When you start any business, financing can be one of the trickiest aspects to come up with! There are several options however, and any one of these could work for running your consulting business.
One of the most important things though, whether you are looking for startup or expansion capital, is to make sure you know exactly how much you need.
Statistically, many new businesses fail because the entrepreneurs involved over estimate profits, and underestimate funding requirements. That is not to say that you should inflate your budget, but you should spend a considerable amount of time figuring out just how much you will need to get started, and keep going!
There are two main categories of funding:
1. Debt financing
Debt financing means you make a loan, with a fixed repayment period and installment, from a financial institution or, in some cases, a private individual.
There are some government sponsored or semi private organizations, such as the US Small Business Administration that offer viable small businesses debt financing in the form of business loans, with lower interest rates, which make them an attractive proposition.
Be warned however – debt financing is notoriously difficult to obtain, and lenders are extremely risk averse. You really need to have your ducks in a row before you try this route!
There are benefits to this type of financing however, if you are able to obtain it.
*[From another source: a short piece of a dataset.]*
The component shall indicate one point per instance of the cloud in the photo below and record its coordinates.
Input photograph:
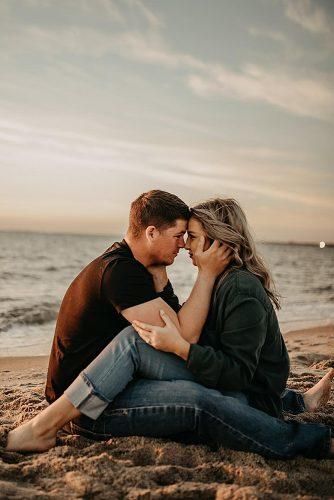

Most notably, since the transaction is a loan, which must be repaid, you do not lose any ownership or control, as you would in the case of equity finance as discussed below.
Therefore, while debt finance may be difficult to come by, and more costly in the short term, one day, when you have a successful business, it is completely yours.
2. Equity finance
Equity finance is based on providing a financier, or investor, with a share in the company in return for their investment.
It can entail giving away a large chunk of your business to an individual or consortium, but it has the benefit of being non-repayable, so your monthly expenses will not include servicing a loan.
While some entrepreneurs may shy away from this type of finance, wanting to maintain control and ownership of the entire business, it is always good to ask yourself whether you would rather have 100% of nothing, or a large percentage of a successful business.
Equity finance deals can conclude any one of a number of ways. Either your consulting business can be sold, with the profit from the sale being split according to ownership between yourself and the investor, or the company can list on a stock exchange, again, with the proceeds split proportionately.
Another option is to buy out the investor at the end of a prescribed period, for the percentage of the market value of the company at that time. This is attractive, because it means that at the end of that period, you regain ownership and control of your whole consulting firm.
Equity financiers generally have a higher appetite for risk than their debt finance counterparts, and may invest in businesses that cannot obtain debt finance.
They do however sometimes take a hands on role in the companies they invest in, which may be a negative point, although, if they are experienced, they may become valued mentors.
Ultimately, while you may have preferences as to which type of finance you would like to opt for, it will depend on the decision makers in the commercial finance institutions, or the investors themselves, which type of finance you can obtain, if any.
What you can do is spend as much time as possible on your consulting business plan, and approach these investors armed with a watertight, well thought our document, for a business that they would want to invest in.